A rehearing was granted in this case at the request of counsel for appellant, to enable them to fully argue the points upon which they relied for a reversal. In the petition for a rehearing, counsel for appellant, among other things, contended that the second instruction discussed in the opinions was a flagrant violation of the law; that it was not cured by any other instruction; that there were no other instructions which either modified or added to it; that it was an attempt to define murder, and that the instruction referred to by the court is one defining manslaughter. That the jury, after reading this instruction, if they were of the opinion that the defendant had formed a design to kill at any time before the fatal act, might have then stopped and found the defendant guilty of the higher offense without disregarding the definition of manslaughter in instruction number three, because in instruction number two the entire proposition is that if the design is formed before the killing, then the crime is murder. The jury accept that as a fact to control them; there is no qualification of it, no modification. It is a statement of an abstract legal proposition, to hold good in all cases. In other words, the test whereby to determine whether the offense be murder or manslaughter is, was there a distinct design formed to kill before the fatal act?
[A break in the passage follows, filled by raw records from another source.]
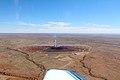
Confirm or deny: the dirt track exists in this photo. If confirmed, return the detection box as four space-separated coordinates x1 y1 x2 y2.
0 34 120 80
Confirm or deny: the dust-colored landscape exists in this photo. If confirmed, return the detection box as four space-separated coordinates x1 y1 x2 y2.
0 34 120 80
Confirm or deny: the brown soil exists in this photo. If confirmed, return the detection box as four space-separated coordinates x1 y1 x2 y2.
0 34 120 80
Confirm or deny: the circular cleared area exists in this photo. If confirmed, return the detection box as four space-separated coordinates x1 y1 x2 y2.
19 45 90 52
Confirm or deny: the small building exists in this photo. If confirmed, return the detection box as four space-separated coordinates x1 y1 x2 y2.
44 69 86 80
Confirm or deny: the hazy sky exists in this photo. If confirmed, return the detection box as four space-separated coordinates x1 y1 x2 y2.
0 0 120 33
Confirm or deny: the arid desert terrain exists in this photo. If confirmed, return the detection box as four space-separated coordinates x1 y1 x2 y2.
0 33 120 80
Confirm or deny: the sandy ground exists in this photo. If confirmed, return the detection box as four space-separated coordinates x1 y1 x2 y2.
0 34 120 80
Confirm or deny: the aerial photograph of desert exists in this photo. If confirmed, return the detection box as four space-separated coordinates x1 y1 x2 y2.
0 0 120 80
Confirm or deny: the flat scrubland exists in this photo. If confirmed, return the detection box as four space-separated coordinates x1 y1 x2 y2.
0 34 120 80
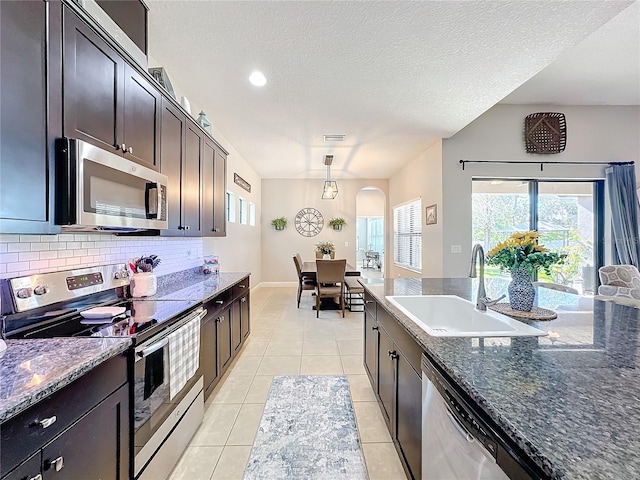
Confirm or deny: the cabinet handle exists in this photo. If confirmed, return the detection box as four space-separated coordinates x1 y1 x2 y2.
34 415 58 428
51 455 64 472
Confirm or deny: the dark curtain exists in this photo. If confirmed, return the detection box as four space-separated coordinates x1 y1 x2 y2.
606 165 640 267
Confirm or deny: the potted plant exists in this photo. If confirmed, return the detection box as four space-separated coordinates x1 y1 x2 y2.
487 231 567 312
271 217 287 230
316 241 336 259
327 217 347 232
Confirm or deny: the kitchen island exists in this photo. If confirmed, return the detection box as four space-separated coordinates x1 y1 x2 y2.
360 278 640 479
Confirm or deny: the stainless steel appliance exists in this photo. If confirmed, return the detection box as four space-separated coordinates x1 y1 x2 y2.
55 138 168 232
2 264 206 480
422 355 542 480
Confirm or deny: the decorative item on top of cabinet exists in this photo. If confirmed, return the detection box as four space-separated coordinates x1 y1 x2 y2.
63 6 161 170
524 112 567 155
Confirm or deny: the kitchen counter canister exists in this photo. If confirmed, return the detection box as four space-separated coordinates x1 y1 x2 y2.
0 338 131 422
360 278 640 480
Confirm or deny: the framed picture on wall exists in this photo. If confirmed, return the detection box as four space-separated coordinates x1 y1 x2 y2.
426 203 438 225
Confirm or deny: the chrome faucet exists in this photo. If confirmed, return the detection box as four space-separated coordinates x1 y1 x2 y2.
469 243 505 312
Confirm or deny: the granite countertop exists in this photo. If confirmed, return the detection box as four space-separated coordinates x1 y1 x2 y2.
360 278 640 480
0 338 131 422
149 268 251 302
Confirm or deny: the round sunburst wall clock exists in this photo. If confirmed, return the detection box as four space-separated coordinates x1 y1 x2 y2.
295 207 324 237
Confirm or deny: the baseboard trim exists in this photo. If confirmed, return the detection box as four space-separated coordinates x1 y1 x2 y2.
254 282 298 288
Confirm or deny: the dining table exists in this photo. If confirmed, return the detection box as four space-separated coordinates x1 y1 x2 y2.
302 261 360 278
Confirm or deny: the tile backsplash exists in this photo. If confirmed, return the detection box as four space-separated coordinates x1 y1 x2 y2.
0 233 202 278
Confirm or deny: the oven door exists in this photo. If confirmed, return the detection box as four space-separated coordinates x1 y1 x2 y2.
133 308 207 474
56 139 168 230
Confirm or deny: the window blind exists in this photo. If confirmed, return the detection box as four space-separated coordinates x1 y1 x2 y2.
393 199 422 272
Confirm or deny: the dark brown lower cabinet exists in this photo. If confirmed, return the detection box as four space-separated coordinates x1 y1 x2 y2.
42 386 129 480
364 297 422 479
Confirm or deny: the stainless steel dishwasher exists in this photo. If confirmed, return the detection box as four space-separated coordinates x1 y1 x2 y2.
422 355 544 480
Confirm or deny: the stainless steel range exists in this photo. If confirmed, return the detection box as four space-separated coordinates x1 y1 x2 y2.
2 264 206 480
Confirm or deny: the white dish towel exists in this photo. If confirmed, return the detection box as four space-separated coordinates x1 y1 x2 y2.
169 318 200 400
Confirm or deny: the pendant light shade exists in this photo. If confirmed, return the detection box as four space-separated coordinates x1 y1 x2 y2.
322 155 338 200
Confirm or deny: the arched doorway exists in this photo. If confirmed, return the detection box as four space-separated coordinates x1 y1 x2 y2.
356 187 386 278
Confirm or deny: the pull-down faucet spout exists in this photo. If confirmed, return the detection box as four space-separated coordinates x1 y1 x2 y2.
469 243 505 312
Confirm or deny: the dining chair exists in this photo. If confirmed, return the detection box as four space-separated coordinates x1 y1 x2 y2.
316 258 347 318
293 253 316 308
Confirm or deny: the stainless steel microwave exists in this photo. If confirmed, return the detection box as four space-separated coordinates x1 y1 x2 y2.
54 138 168 232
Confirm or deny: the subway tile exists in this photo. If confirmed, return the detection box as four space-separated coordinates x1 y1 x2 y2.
6 243 31 252
0 253 19 263
0 233 20 243
20 235 40 243
29 260 49 270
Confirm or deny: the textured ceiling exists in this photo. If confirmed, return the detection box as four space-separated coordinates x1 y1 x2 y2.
147 0 638 178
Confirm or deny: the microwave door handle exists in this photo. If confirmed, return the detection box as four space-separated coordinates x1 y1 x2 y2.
144 182 159 218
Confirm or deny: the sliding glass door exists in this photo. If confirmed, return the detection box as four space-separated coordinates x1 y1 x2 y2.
472 179 604 294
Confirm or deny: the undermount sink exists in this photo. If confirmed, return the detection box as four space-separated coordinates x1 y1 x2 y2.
385 295 547 337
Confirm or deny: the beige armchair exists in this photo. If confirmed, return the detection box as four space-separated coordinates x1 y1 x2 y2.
316 258 347 318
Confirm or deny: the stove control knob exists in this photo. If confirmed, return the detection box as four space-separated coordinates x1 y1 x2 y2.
33 285 49 295
16 288 33 298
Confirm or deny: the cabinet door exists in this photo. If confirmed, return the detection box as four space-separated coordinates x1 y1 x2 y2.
240 294 251 341
200 314 219 399
231 299 242 355
160 100 186 236
63 7 124 155
182 122 202 237
364 310 379 394
42 385 129 480
378 328 396 430
396 355 422 479
212 148 227 237
2 450 42 480
0 1 62 233
216 308 233 375
124 65 162 170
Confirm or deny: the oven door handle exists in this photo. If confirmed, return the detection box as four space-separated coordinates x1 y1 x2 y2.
136 338 169 362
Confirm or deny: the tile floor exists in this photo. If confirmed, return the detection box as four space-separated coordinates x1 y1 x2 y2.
170 288 406 480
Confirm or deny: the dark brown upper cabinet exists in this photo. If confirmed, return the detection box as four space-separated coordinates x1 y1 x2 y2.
0 0 62 233
63 7 161 170
160 100 203 237
202 138 227 237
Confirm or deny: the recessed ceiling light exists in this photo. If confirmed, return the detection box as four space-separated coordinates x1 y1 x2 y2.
249 70 267 87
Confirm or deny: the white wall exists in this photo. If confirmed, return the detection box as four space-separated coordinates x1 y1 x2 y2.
385 141 447 278
261 179 388 282
442 105 640 277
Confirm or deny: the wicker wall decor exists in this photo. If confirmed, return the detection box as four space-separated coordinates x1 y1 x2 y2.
524 112 567 154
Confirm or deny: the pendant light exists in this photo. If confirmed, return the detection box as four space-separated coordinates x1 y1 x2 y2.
322 155 338 200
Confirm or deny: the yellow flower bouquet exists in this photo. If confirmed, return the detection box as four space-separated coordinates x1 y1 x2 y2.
487 231 567 275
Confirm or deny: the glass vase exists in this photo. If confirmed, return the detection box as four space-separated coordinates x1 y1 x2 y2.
508 267 536 312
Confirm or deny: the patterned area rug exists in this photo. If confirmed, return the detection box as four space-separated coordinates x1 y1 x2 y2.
244 375 368 480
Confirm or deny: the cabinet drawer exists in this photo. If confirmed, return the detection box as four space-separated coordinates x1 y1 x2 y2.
231 277 249 298
0 353 127 475
364 290 377 318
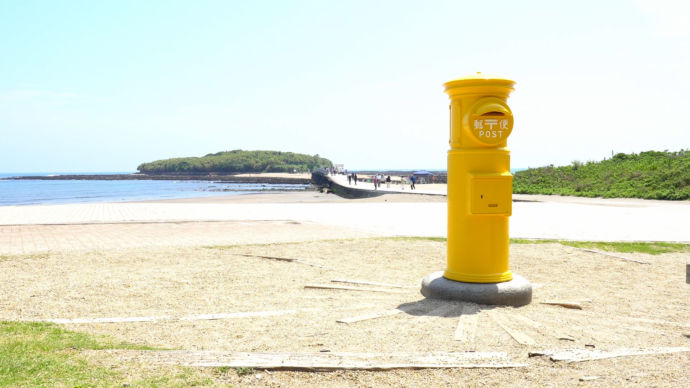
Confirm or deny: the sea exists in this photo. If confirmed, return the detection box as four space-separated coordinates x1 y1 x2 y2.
0 172 309 206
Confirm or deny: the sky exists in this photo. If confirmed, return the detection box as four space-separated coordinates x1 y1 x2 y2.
0 0 690 172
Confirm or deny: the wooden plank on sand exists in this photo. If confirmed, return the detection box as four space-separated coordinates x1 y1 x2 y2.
336 305 415 324
453 303 479 344
572 247 652 264
99 350 527 371
529 347 690 363
489 310 536 345
539 300 582 310
331 279 412 288
336 309 402 324
304 284 405 294
42 315 173 324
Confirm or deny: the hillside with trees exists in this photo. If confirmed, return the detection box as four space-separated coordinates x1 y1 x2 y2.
137 150 333 174
513 150 690 200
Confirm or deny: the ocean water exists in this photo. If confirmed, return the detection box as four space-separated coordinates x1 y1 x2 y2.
0 173 309 206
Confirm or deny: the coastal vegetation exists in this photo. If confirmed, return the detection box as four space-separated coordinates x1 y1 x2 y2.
0 321 212 387
513 150 690 200
137 150 333 174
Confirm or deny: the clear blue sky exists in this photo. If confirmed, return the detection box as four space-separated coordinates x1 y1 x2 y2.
0 0 690 172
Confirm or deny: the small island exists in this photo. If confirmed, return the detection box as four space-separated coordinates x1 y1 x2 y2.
6 150 333 184
513 150 690 200
137 150 333 174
That the instruction means nothing else, and cannot mean anything else, with any kind of regard for the use of language. The jury, being so instructed, may have found the defendant guilty of murder, provided they believed such design did exist or was formed, and they could have so concluded without doing violence to the instruction defining manslaughter, because instruction number two is to the effect that, if there be a design to kill, then the killing is murder, while the manslaughter *385defined by tbe judge may be a killing upon a provocation without any such preconceived design, and a jury simply looking to the language in which they were instructed could come to no other conclusion.